D Hannouche, H Terai, J R Fuchs, S Terada, S Zand, B A Nasseri, H Petite, L Sedel, J P Vacanti
Tissue Engineering 2007, 13 (1): 87-99
Fabrication of implantable cartilaginous structures that could be secured in the joint defect could provide an alternative therapeutic approach to prosthetic joint replacement. Herein we explored the possibility of using biodegradable hydrogels in combination with a polyglycolic acid (PGA) scaffold to provide an environment propitious to mesenchymal stem cells (MSCs) chondrogenic differentiation.
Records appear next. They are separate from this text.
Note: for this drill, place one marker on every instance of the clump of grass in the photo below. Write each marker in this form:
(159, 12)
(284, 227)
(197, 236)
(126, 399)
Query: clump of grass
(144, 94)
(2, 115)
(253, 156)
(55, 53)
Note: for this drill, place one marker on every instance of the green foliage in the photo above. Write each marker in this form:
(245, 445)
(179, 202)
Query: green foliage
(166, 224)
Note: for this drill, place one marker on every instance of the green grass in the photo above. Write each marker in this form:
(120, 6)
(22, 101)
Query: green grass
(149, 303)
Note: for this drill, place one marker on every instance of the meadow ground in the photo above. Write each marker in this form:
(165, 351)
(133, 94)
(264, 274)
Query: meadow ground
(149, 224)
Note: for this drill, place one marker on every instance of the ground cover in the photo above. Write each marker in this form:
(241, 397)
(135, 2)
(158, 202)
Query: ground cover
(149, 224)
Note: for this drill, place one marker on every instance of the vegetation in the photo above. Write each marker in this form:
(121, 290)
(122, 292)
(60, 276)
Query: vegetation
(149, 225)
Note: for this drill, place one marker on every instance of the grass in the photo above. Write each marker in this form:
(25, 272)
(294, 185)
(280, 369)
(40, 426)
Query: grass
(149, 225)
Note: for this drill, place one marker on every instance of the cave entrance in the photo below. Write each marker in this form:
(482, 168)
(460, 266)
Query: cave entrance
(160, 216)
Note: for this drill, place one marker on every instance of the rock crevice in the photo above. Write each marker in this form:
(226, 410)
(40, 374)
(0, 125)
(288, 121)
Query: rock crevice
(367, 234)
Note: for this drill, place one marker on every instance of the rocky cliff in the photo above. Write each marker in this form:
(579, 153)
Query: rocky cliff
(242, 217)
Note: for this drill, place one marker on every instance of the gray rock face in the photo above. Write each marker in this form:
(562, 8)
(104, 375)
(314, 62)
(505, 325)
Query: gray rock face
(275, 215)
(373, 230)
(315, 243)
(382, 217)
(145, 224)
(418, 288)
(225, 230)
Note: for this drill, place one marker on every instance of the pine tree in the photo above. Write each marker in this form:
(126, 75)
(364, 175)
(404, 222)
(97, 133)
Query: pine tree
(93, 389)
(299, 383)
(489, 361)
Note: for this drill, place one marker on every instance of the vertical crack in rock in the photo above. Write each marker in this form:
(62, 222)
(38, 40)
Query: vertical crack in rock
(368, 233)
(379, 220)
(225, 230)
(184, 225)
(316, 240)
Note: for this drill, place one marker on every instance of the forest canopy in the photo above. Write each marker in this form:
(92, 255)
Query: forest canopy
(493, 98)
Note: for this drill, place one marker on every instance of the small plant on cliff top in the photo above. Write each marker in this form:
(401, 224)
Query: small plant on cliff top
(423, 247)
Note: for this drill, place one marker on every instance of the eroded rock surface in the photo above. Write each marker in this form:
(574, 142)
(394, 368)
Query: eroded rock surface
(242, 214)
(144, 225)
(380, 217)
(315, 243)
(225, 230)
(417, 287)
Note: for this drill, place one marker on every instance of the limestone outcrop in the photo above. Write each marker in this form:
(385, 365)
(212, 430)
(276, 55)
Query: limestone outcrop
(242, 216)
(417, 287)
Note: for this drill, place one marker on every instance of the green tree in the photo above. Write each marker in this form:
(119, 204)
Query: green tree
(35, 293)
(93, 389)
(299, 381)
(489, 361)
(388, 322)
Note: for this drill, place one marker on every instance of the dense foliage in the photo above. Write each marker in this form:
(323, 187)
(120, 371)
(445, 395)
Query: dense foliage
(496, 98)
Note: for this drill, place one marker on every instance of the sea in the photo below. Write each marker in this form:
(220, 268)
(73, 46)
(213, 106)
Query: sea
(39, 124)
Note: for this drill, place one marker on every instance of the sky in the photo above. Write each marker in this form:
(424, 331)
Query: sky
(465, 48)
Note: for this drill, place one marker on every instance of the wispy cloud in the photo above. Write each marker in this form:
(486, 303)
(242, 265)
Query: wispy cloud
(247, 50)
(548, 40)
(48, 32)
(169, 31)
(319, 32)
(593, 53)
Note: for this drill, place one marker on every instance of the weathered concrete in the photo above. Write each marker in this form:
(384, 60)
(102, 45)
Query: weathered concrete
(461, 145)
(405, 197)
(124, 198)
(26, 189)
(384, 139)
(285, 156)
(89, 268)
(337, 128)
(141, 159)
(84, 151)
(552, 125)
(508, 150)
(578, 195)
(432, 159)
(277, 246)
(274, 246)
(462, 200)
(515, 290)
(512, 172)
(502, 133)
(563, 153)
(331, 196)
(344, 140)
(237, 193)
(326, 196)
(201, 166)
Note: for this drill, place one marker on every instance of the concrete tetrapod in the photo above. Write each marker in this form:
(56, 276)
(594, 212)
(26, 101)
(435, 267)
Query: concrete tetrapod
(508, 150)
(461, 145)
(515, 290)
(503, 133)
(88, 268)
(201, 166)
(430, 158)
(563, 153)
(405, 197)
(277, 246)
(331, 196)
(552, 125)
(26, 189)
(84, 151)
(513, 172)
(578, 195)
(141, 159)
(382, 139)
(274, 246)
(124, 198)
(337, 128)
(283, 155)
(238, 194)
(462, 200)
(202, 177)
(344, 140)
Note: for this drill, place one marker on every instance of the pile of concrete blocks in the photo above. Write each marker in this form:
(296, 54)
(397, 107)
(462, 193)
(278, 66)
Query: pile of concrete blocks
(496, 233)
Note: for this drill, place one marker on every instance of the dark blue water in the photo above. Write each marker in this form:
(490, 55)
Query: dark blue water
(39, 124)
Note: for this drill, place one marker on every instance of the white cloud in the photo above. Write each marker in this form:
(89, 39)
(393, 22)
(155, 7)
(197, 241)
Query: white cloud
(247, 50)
We examined the influence of type I collagen gel and alginate combined with PGA meshes on the extracellular matrix composition of tissue-engineered transplants. MSCs were isolated from young rabbits, expanded in monolayers, suspended in each hydrogel, and loaded on PGA scaffolds. All constructs (n=48) were cultured in serum-free medium containing transforming growth factor beta-1, under dynamic conditions in specially designed bioreactors for 3-6 weeks. All cell-polymer constructs had a white, shiny aspect, and retained their initial size and shape over the culture period. Their thickness increased substantially over time, and no shrinkage was observed. All specimens developed a hyalin-like extracellular matrix containing glycosaminoglycans (GAGs) and type II collagen, but significant differences were observed among the three different groups. In PGA/MSCs and collagen-PGA/MSCs constructs, the cell growth phase and the chondrogenic differentiation phase of MSCs occurred during the first 3 weeks. In alginate-PGA/MSCs constructs, cells remained round in the hydrogel and cartilage extracellular matrix deposition was delayed. However, at 6 weeks, alginate-PGA/MSCs constructs exhibited higher contents of GAGs and lower contents of type I collagen. These results suggest that the implied time for the transplantation of in vitro engineered constructs depends, among other factors, on the nature of the scaffold envisioned. In this study, we demonstrated that the use of a composite hydrogel-PGA scaffold supported the in vitro growth of implantable cartilaginous structures cultured in a bioreactor system.